# Import Statements

### I linked the google sheet to this notebook using this source: https://towardsdatascience.com/from-google-sheet-to-your-jupyter-notebook-ccdbf28fbf1b. Any updates to the google sheet will be reflected automatically in this notebook

In [1]:
import matplotlib.pyplot as plt 
import pandas as pd
import numpy as np
import seaborn as sns
import plotly.graph_objects as go
import datetime

In [2]:
#Importing the module
import gspread
from df2gspread import df2gspread as d2g
from oauth2client.service_account import ServiceAccountCredentials

# Link to Google Sheets

Connect the Google Sheets API

In [3]:
#The scope is always look like this so we did not need to change anything
scope = [
   'https://spreadsheets.google.com/feeds',
         'https://www.googleapis.com/auth/drive']

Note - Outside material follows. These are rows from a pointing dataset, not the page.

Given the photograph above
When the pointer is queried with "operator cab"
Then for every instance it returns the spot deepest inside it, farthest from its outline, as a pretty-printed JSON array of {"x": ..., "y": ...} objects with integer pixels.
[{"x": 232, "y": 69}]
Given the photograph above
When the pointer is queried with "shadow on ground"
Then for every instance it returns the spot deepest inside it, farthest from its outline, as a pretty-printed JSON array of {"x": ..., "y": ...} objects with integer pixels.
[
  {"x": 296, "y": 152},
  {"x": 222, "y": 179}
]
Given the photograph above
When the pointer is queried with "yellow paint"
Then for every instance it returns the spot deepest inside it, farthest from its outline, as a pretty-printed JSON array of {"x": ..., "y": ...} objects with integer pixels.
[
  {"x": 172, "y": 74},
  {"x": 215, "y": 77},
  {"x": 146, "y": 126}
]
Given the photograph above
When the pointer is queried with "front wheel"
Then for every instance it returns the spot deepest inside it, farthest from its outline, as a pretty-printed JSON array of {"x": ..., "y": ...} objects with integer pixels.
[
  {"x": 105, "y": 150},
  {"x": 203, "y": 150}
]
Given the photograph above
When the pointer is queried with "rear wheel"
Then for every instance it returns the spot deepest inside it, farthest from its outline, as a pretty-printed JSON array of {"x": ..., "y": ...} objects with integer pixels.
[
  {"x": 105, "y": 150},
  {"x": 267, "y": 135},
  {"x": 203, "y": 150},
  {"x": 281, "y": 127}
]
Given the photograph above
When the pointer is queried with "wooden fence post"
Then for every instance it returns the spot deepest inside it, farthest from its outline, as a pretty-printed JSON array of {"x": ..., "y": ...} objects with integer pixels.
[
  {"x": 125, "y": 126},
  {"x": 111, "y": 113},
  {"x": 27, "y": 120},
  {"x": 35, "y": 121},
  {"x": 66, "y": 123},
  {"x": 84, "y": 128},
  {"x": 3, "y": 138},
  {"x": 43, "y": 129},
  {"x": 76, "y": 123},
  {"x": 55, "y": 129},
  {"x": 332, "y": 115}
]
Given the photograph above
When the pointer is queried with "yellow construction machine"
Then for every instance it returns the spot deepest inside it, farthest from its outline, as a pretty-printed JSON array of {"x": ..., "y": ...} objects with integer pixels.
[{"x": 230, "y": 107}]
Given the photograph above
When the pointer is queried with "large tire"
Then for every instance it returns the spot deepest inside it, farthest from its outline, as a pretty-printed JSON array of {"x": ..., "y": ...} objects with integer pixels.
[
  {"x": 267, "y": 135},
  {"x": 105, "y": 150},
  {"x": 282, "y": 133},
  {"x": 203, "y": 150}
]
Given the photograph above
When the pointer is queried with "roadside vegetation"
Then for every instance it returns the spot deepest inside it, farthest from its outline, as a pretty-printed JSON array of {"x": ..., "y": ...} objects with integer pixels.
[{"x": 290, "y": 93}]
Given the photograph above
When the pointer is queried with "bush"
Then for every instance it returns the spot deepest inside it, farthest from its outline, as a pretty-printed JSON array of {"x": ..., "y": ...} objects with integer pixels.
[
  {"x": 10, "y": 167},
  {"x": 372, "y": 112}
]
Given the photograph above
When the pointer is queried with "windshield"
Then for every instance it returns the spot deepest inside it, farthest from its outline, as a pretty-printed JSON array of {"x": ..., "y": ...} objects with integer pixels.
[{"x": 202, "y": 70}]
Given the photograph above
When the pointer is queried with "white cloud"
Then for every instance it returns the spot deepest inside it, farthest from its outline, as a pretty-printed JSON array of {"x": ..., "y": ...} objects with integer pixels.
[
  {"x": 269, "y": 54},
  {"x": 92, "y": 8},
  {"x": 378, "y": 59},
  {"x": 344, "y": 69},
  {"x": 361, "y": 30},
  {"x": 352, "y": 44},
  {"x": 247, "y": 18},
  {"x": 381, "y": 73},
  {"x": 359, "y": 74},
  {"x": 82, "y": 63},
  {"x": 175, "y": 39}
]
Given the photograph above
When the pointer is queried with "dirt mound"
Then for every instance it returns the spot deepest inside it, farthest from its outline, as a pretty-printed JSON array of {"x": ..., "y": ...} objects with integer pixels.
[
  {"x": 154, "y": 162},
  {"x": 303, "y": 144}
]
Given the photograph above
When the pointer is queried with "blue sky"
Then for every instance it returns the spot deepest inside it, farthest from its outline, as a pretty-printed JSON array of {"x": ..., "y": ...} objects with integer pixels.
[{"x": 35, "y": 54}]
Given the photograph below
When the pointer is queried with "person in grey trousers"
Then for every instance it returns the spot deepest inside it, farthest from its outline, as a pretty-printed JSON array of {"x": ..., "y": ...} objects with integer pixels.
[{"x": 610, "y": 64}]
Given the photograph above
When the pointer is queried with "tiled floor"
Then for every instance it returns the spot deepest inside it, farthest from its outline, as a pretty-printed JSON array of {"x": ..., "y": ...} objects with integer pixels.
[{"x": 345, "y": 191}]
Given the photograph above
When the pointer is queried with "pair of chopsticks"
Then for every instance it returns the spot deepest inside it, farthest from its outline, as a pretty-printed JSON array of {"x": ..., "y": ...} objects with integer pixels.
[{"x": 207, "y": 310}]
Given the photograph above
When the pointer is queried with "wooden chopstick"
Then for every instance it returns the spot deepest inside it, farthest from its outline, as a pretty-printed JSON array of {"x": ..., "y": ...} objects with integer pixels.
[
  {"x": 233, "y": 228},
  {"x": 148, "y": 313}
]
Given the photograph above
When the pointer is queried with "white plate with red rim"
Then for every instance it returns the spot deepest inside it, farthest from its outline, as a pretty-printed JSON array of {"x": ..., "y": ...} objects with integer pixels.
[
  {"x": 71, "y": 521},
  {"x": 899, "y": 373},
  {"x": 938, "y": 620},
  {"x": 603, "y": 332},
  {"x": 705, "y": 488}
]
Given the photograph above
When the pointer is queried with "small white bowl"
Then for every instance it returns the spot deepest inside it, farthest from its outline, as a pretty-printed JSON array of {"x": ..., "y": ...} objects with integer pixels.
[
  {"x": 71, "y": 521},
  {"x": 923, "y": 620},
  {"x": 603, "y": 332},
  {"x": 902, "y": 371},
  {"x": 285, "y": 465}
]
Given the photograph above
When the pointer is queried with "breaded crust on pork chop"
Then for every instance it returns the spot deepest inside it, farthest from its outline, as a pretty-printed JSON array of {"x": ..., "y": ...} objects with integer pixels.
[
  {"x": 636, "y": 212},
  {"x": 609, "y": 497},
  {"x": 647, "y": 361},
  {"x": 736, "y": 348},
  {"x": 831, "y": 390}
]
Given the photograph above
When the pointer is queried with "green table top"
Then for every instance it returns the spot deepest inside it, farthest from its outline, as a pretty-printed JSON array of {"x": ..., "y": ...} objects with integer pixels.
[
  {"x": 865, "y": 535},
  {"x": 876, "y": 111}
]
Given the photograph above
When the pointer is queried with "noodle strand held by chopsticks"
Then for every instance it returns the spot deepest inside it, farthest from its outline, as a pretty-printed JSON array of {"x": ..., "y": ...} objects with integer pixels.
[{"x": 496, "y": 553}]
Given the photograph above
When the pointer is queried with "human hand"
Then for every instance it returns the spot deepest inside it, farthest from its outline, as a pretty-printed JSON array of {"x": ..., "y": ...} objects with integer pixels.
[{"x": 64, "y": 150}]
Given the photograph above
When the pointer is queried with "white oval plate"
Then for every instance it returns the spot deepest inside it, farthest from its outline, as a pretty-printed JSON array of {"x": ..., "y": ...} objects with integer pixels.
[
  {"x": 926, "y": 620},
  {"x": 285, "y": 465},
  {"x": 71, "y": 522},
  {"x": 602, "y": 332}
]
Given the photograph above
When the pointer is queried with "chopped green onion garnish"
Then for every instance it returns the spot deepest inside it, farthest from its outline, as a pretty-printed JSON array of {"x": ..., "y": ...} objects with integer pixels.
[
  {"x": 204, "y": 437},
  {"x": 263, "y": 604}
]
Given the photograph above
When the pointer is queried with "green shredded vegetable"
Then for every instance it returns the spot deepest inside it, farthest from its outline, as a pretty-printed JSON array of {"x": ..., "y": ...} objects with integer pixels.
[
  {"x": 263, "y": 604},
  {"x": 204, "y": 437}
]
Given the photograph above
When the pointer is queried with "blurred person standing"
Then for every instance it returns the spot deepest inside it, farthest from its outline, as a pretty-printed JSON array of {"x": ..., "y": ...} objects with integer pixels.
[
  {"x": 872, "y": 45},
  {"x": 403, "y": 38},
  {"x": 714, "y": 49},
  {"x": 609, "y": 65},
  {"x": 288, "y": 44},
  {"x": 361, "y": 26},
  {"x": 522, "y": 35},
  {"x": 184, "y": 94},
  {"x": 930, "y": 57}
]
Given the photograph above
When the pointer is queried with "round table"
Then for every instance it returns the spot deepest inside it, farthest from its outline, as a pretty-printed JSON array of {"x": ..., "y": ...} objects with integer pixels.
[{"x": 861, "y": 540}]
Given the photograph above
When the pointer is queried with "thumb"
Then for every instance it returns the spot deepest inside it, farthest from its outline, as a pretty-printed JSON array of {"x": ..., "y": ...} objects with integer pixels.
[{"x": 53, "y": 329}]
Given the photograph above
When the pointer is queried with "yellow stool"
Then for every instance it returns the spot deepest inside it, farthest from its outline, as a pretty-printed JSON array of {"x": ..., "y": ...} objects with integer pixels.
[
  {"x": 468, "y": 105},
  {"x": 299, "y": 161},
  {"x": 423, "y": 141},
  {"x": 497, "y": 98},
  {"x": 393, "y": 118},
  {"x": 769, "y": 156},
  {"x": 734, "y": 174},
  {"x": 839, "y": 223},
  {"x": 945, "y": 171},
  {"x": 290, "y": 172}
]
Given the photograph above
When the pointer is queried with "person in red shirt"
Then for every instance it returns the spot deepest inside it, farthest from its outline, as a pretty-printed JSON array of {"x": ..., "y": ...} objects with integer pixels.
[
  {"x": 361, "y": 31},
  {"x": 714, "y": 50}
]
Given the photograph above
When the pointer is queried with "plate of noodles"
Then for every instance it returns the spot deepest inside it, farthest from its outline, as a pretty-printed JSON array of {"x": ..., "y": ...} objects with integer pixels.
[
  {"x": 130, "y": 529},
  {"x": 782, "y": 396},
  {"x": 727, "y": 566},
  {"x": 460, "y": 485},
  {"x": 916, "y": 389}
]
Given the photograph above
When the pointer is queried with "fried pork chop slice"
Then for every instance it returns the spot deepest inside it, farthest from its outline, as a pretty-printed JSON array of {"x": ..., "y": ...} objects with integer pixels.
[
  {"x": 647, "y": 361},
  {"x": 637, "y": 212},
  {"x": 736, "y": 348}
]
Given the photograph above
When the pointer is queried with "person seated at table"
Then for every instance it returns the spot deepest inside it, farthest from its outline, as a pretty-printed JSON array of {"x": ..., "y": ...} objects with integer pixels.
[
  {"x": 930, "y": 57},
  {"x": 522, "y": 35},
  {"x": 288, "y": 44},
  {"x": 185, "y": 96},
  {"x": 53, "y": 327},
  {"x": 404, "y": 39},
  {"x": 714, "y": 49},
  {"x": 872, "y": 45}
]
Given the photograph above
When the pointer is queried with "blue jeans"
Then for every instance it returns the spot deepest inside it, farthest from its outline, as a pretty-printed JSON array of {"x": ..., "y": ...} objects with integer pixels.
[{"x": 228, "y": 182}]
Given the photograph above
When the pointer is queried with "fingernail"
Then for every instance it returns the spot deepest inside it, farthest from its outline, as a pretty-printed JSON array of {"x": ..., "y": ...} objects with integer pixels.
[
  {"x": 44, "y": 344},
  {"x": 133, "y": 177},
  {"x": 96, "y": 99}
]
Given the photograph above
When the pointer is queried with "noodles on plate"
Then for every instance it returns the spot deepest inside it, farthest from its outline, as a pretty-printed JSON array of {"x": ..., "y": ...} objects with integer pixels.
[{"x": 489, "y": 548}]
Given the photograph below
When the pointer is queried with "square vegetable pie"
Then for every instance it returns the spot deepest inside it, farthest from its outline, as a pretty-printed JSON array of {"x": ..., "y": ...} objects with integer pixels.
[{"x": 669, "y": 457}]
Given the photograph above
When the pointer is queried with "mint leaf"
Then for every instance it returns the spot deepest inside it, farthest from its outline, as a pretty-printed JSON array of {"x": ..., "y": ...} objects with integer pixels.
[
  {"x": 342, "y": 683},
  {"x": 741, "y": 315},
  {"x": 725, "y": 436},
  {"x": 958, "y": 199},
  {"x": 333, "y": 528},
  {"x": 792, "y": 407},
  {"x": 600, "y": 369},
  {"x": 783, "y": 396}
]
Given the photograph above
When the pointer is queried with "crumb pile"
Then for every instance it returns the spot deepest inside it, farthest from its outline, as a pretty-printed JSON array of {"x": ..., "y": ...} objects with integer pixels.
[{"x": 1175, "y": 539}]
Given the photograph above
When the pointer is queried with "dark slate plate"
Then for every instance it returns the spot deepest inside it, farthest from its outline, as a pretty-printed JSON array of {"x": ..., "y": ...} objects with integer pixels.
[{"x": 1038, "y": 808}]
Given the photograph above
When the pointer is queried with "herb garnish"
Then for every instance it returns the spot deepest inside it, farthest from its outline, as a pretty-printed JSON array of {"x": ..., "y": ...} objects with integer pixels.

#Name of our Service Account Key
google_key_file = 'jupyter-spring2020ctc-connect-3bde2ba97cd1.json'

credentials = ServiceAccountCredentials.from_json_keyfile_name(google_key_file, scope)
gc = gspread.authorize(credentials)

# Spring 2020 Data Cleaning

Open and save the "Spring 2020 CTC Recording" Google Sheets document, specifically the "Data-Analysis" sheet

In [4]:
#Opening the worksheet by using Worksheet ID
spring20_spreadsheet_key = '1OiGBYsa9eK26lAaznmiiczgSX17GHlOWoS0crNza-vo'
spring20_workbook = gc.open_by_key(spring20_spreadsheet_key)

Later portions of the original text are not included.